# Tonight's Supper (Crawfish)



## cajunsmoke13 (Feb 3, 2010)

Well the restaurants have started serving the crawfish down this way. Prices are up right now, as always at the beginning. $21.00 for 4 pounds. Went to the local joint. Pretty good food. Daughter tore up her 4 pounds..

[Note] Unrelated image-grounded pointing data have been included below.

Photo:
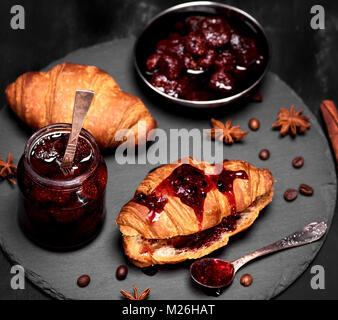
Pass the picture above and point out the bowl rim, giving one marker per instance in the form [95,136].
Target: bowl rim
[204,103]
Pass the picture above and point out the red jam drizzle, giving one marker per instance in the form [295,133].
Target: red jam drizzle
[47,154]
[191,186]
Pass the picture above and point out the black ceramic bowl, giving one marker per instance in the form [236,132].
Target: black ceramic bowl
[160,27]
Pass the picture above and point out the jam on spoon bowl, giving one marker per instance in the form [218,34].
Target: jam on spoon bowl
[161,26]
[212,273]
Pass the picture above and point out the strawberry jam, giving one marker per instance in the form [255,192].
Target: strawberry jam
[61,210]
[219,56]
[191,185]
[213,273]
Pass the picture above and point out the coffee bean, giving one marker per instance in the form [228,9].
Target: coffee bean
[305,190]
[83,281]
[246,280]
[121,272]
[290,194]
[254,124]
[298,162]
[264,154]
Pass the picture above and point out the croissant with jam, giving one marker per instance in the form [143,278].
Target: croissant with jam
[187,210]
[42,98]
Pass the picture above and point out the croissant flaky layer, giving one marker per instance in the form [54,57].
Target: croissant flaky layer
[43,98]
[179,218]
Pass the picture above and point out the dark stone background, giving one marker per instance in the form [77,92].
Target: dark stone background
[306,59]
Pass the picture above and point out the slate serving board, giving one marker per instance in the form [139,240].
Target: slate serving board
[56,273]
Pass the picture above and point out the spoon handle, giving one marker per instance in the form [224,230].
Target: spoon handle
[310,233]
[83,100]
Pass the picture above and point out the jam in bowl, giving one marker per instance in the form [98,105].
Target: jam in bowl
[61,210]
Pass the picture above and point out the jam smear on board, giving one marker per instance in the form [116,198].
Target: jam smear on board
[47,154]
[191,186]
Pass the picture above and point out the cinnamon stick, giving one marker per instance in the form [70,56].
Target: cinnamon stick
[330,115]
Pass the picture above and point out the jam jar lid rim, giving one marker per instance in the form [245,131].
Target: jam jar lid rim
[68,184]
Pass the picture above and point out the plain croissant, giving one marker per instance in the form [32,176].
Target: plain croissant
[42,98]
[177,234]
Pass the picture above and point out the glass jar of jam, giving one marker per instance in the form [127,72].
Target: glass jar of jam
[61,210]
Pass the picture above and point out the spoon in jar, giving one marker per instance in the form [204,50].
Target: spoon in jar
[212,273]
[83,100]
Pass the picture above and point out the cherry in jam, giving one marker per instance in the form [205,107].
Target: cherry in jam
[219,57]
[213,273]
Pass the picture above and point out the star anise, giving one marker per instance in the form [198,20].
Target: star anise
[8,169]
[144,295]
[226,132]
[291,122]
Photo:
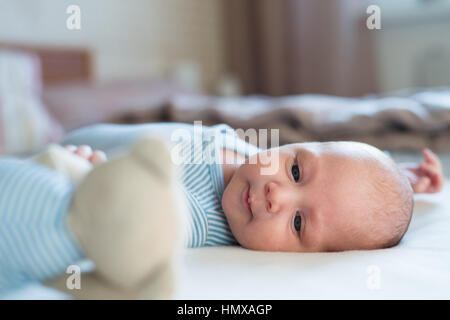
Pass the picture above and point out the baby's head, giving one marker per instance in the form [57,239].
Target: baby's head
[330,196]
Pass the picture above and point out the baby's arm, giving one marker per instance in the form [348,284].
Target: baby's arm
[427,176]
[74,162]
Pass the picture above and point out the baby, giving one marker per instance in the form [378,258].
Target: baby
[330,196]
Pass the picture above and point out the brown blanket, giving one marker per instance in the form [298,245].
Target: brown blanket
[405,120]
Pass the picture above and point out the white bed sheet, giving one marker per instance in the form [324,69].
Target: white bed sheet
[418,268]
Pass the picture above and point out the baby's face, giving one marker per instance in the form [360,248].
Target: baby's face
[316,194]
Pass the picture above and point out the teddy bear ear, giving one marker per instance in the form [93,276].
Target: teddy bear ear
[155,155]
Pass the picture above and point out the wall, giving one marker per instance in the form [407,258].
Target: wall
[128,38]
[412,47]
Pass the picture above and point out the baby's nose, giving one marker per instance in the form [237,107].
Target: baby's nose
[271,192]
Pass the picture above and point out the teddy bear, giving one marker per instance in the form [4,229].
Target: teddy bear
[126,214]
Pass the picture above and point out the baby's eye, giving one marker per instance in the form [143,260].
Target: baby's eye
[298,222]
[295,172]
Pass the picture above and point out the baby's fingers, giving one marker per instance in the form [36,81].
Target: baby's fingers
[435,176]
[98,157]
[70,147]
[84,151]
[432,158]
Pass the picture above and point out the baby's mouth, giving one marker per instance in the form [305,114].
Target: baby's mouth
[246,197]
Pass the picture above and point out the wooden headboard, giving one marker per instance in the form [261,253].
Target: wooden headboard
[59,64]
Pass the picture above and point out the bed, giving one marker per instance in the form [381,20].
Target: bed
[418,268]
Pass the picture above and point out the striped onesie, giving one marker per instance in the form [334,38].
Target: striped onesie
[35,243]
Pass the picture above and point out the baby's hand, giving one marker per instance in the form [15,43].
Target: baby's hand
[427,176]
[95,157]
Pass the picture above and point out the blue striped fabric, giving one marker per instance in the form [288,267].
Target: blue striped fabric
[203,185]
[35,243]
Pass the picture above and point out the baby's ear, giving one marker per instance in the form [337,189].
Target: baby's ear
[155,156]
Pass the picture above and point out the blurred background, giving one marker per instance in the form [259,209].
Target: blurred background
[248,46]
[131,61]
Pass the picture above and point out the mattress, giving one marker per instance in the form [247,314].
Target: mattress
[418,268]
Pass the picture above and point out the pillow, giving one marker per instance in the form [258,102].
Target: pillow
[25,124]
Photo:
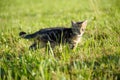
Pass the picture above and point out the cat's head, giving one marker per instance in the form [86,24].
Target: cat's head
[79,27]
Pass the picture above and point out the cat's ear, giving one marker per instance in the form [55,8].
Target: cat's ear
[84,24]
[73,23]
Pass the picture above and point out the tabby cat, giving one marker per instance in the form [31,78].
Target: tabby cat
[56,36]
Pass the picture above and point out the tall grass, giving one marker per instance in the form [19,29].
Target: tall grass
[97,57]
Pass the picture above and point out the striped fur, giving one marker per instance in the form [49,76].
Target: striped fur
[57,36]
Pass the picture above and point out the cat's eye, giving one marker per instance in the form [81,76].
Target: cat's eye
[82,29]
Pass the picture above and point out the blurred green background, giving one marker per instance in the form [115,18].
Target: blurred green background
[97,57]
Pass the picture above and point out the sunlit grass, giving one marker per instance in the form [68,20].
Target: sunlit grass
[97,57]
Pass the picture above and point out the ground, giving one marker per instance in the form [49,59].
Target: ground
[97,57]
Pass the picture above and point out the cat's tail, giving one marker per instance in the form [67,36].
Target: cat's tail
[27,36]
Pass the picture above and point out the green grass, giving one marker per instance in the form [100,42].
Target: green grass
[97,57]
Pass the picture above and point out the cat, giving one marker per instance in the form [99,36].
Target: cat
[56,36]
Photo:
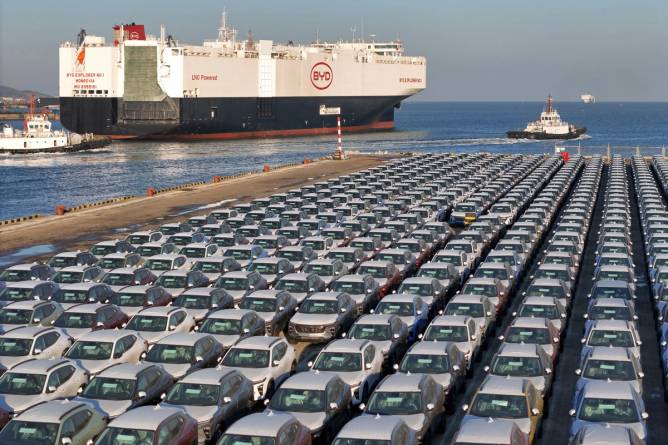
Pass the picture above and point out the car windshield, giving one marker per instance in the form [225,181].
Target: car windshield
[425,363]
[209,266]
[172,281]
[242,439]
[518,334]
[600,337]
[396,308]
[374,271]
[190,301]
[100,251]
[158,265]
[119,279]
[258,304]
[148,323]
[193,394]
[125,436]
[17,383]
[239,254]
[193,252]
[247,358]
[446,333]
[391,403]
[67,277]
[609,369]
[298,286]
[15,316]
[220,326]
[165,353]
[608,410]
[517,366]
[71,296]
[377,332]
[291,255]
[338,361]
[610,313]
[62,261]
[540,310]
[20,432]
[108,388]
[349,287]
[75,320]
[15,347]
[90,350]
[311,306]
[229,283]
[488,290]
[423,290]
[319,269]
[129,299]
[298,400]
[264,268]
[472,309]
[499,405]
[15,275]
[146,251]
[611,292]
[455,260]
[440,273]
[111,263]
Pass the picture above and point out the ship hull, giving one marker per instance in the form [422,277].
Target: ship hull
[225,118]
[544,136]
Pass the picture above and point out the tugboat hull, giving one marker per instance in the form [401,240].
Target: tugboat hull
[543,135]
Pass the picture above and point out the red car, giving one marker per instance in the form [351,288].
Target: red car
[153,425]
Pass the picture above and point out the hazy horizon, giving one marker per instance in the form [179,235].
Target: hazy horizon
[484,51]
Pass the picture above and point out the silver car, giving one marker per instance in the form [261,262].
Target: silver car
[55,422]
[28,313]
[183,353]
[390,430]
[40,380]
[100,349]
[415,398]
[34,342]
[125,386]
[265,361]
[357,362]
[213,397]
[155,323]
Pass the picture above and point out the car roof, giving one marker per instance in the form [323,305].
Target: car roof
[401,382]
[258,342]
[605,389]
[370,427]
[267,423]
[125,370]
[144,417]
[51,411]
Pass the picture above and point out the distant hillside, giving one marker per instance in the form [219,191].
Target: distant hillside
[6,91]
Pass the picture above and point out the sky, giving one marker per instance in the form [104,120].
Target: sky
[477,50]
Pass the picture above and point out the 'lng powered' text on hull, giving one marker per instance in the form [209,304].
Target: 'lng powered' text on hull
[145,86]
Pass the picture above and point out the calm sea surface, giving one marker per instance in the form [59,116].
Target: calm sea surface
[36,183]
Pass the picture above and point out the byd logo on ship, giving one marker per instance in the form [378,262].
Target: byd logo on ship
[321,75]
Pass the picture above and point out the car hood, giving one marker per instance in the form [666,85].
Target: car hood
[9,361]
[314,319]
[112,408]
[18,403]
[199,413]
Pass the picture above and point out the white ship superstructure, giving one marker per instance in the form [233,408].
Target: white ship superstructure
[141,85]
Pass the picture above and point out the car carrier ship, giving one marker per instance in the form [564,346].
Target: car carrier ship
[141,86]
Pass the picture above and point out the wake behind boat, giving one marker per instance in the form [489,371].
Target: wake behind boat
[549,126]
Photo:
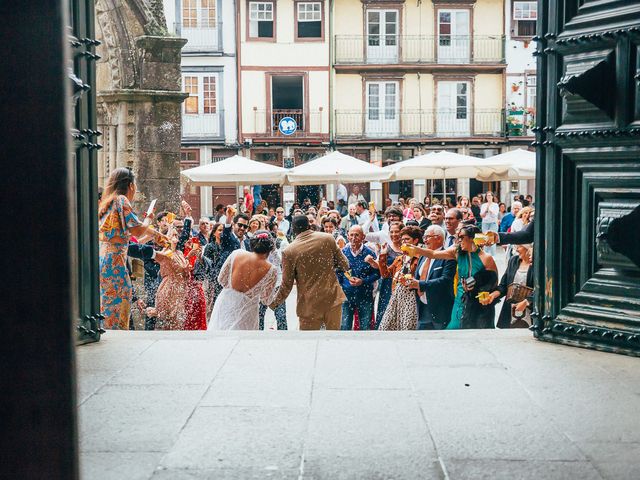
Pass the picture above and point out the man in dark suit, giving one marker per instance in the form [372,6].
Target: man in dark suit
[433,283]
[234,235]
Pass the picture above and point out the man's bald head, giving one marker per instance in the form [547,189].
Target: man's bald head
[356,236]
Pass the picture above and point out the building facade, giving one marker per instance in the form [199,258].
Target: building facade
[209,113]
[382,80]
[520,24]
[412,77]
[284,87]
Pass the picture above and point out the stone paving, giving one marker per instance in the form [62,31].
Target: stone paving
[355,405]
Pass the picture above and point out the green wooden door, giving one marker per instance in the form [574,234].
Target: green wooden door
[588,140]
[85,141]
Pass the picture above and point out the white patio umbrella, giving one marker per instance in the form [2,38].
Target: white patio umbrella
[336,167]
[514,165]
[236,170]
[442,164]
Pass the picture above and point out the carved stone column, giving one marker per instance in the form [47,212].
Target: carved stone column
[147,121]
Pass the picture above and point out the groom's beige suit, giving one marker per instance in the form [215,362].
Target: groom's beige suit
[311,260]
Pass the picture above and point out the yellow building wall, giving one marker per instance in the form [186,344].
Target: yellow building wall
[319,99]
[417,92]
[488,17]
[347,92]
[254,95]
[488,92]
[285,51]
[348,19]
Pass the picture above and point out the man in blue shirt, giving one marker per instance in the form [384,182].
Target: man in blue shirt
[357,284]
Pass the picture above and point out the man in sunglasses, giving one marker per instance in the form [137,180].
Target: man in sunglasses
[234,234]
[436,215]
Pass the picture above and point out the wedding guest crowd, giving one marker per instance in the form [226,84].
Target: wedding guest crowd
[416,265]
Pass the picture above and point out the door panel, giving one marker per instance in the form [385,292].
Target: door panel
[454,40]
[589,136]
[382,36]
[382,116]
[452,119]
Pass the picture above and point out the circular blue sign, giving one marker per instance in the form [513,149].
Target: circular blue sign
[287,126]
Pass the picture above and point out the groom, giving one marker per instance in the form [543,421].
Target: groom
[311,261]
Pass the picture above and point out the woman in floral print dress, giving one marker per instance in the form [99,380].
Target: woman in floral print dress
[117,222]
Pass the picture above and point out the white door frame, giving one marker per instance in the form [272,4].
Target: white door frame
[452,117]
[458,50]
[388,43]
[382,118]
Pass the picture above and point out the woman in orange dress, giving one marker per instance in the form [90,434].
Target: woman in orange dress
[402,311]
[175,271]
[117,222]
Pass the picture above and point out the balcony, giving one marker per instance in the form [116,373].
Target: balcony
[419,50]
[265,124]
[418,124]
[205,38]
[202,127]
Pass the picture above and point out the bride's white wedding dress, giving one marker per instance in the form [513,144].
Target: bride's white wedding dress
[234,310]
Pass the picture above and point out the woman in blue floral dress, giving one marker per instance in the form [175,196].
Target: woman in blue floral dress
[117,222]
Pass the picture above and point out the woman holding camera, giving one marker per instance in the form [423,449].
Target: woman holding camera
[478,275]
[117,223]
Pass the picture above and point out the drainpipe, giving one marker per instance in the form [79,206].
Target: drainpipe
[331,72]
[238,77]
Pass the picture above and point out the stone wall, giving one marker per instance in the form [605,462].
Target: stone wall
[139,97]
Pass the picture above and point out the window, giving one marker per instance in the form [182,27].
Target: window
[374,101]
[390,101]
[525,11]
[524,16]
[189,13]
[461,101]
[309,19]
[445,29]
[199,13]
[261,20]
[531,91]
[202,94]
[191,102]
[209,94]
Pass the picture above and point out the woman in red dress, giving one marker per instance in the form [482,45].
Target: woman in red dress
[195,300]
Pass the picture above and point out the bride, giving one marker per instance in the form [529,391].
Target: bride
[247,278]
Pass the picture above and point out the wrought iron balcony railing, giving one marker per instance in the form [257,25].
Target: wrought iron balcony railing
[201,36]
[265,124]
[203,125]
[417,124]
[419,49]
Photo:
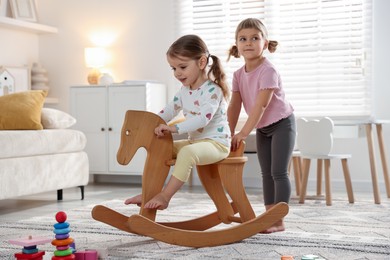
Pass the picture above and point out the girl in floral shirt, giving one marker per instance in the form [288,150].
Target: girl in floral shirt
[203,101]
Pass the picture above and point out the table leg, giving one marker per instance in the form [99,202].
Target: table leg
[383,158]
[372,163]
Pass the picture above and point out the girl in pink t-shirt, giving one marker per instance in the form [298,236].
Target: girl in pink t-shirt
[257,85]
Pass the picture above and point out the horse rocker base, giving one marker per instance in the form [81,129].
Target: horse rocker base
[138,131]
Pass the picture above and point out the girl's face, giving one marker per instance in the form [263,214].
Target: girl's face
[188,71]
[250,43]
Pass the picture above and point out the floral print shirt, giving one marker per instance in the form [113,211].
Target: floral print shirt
[205,112]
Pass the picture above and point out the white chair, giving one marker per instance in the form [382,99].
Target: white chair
[315,141]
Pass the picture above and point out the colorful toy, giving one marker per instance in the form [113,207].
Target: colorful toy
[30,250]
[86,255]
[62,239]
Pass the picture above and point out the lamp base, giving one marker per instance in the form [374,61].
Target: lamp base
[93,77]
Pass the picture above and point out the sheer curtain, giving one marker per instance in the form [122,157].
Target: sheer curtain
[324,53]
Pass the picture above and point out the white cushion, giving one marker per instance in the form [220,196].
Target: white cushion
[56,119]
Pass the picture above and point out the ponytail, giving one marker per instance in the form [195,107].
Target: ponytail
[219,76]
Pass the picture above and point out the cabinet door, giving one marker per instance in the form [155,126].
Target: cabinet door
[88,106]
[121,99]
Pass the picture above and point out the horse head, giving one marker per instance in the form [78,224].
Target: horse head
[138,131]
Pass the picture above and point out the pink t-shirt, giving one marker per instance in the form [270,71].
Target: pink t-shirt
[263,77]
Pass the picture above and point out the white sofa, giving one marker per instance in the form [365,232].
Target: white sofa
[38,151]
[34,161]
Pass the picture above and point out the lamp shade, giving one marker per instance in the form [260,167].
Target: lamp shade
[95,57]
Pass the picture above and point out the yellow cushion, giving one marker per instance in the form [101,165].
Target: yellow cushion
[22,110]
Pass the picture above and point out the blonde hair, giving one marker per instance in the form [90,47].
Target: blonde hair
[193,47]
[252,23]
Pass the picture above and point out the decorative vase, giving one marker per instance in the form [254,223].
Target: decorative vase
[39,79]
[106,79]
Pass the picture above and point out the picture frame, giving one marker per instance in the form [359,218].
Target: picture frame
[3,8]
[24,10]
[21,77]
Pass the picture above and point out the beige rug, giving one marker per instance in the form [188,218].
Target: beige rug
[342,231]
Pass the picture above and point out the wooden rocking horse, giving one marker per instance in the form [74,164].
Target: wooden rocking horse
[138,131]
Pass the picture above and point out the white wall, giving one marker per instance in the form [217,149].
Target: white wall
[143,31]
[17,48]
[138,35]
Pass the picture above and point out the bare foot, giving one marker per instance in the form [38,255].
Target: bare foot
[158,202]
[134,200]
[277,227]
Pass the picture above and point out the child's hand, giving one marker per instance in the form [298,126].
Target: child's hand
[236,140]
[162,129]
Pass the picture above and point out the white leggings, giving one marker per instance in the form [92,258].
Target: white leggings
[200,152]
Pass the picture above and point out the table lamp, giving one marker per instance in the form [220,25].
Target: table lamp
[95,58]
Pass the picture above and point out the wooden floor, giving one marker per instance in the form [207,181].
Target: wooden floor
[46,203]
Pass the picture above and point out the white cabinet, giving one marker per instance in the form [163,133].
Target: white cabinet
[100,112]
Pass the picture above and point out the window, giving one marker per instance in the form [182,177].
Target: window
[324,47]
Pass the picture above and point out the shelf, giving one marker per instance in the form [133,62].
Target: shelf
[21,25]
[51,100]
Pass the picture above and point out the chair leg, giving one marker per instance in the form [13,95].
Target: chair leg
[328,189]
[59,195]
[82,192]
[319,177]
[306,168]
[297,165]
[348,182]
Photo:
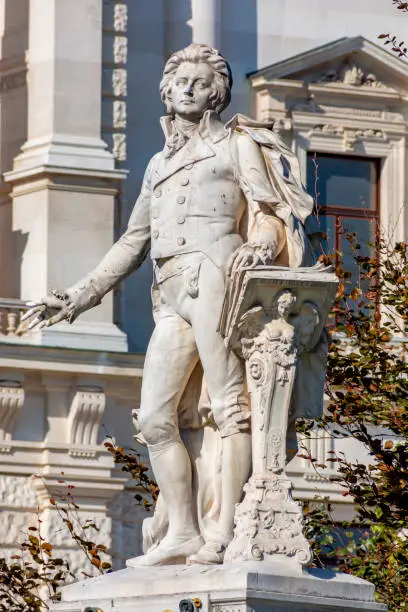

http://www.tunkscypressinn.com/menu.htm


----------



## navyjeremy (Feb 3, 2010)

I have been trying to get the Commissary here to order some since I have been here in March, they keep telling me that there is no way to get them over here, yet they have frozen fish, chicken, pork, and beef.  Go figure


----------



## meateater (Feb 3, 2010)

HMMMM, MUDBUGS!!!!


----------



## beer-b-q (Feb 3, 2010)

Those look great, been a while since I have had any...


----------



## bigslick (Feb 3, 2010)

Haven't had any in probably 6 years, sure wish I could find them up here at a decent price.
Enjoy!
Godspeed,
bigslick


----------



## chefrob (Feb 3, 2010)

first time that i was in NO i ordered a filet and the waitress asked what i wanted on that? i said what do you mean? she said you can have shrimp, oysters or crawfish. a little caught of guard i said crawfish, why not........ man that was awesome!


----------



## meandmytwodogs (Feb 3, 2010)

Them are some nice lookin bugs there! They look bigger than the ones that make it all the way to Nebraska! Always tasty though. Did that little girl actually eat that whole big tray of craws? That'd be quite an appetite on a little one.

Dave


----------



## cajunsmoke13 (Feb 3, 2010)

She ate all but 6...She loves the crawfish...I peel, she eats.  6-7 *pounds* of live *crawfish* will provide 1 pound of peeled *tails.  I* usually do my own, but too much going on right now. Some from last year...


----------



## chefrob (Feb 3, 2010)

now there's a party not to miss!


----------



## meateater (Feb 3, 2010)

"Laissez Les Bon Temps Roulez"


----------



## alx (Feb 3, 2010)

Looks outstanding steve.....


----------



## cuclimber (Feb 3, 2010)

Those look pretty good.  There's a chain restaurant called Pappadeaux's around here that does an all you can eat crawdad day for 3 bucks/lb (If I remember correctly), only a few months a year.  Pretty good, but they put a little too much seasoning on them in my opinion.


----------



## richoso1 (Feb 3, 2010)

You're killing me... I haven't had anu good crawdad's since I left the Big Easy. Congrats on a flavorful meal.


----------



## vince (Feb 3, 2010)

that time of year,


----------



## speedtona (Feb 3, 2010)

My dams are full of the suckers
	

	
	
		
		



		
		
	


	





.We call them yabbies over her in OZ


----------



## mballi3011 (Feb 3, 2010)

Man oh Man you are killing me with the Mud Bugs. This is the first years i a while we aren't going to New Orleans after Mardi Gras. We will have to get some live ones here but we will eat some crawfish maybe this weekend too. We cann't get enough of the music, the food and the treditions of mardi Gras in New Orleans.


----------



## chisoxjim (Feb 3, 2010)

nice,  i'm  happy crawfish are in season.  I had some that were driven up from Lousiana last Friday @ the first crawfish boil of the year around here.  Put away 6 lbs pretty easily.

For those in Chicagoland there is a crawfish boil this weekend on SUper Bowl Sunday @ Toons bar in the city on Southport.  $25 a.y.c.e.   Another boil  on March 20th as well.


----------



## cruizer (Feb 3, 2010)

Looks great brings back memories from living on Bayou Lafourche. Bought by the gunny sack full. Used to get them with the throw nets on the bayous also.


----------



## shooterrick (Feb 7, 2010)

Man those look good!  Until 2 years ago I had never done the shuck and suck thing being originally from Missouri.  I have fell in love with all things mudbug!  LOL


----------



## treegje (Feb 7, 2010)

It looks great! Nice job.


----------



## dyce51 (Feb 7, 2010)

I spent some time down in New Orleans shortly after Katrina hit. That was the first time I ate crawfish and let me tell ya what.....I loved them!!! I have found no where around my area that cooks crawfish!  I need to go back down south if for nothing else....the food!!!!!


----------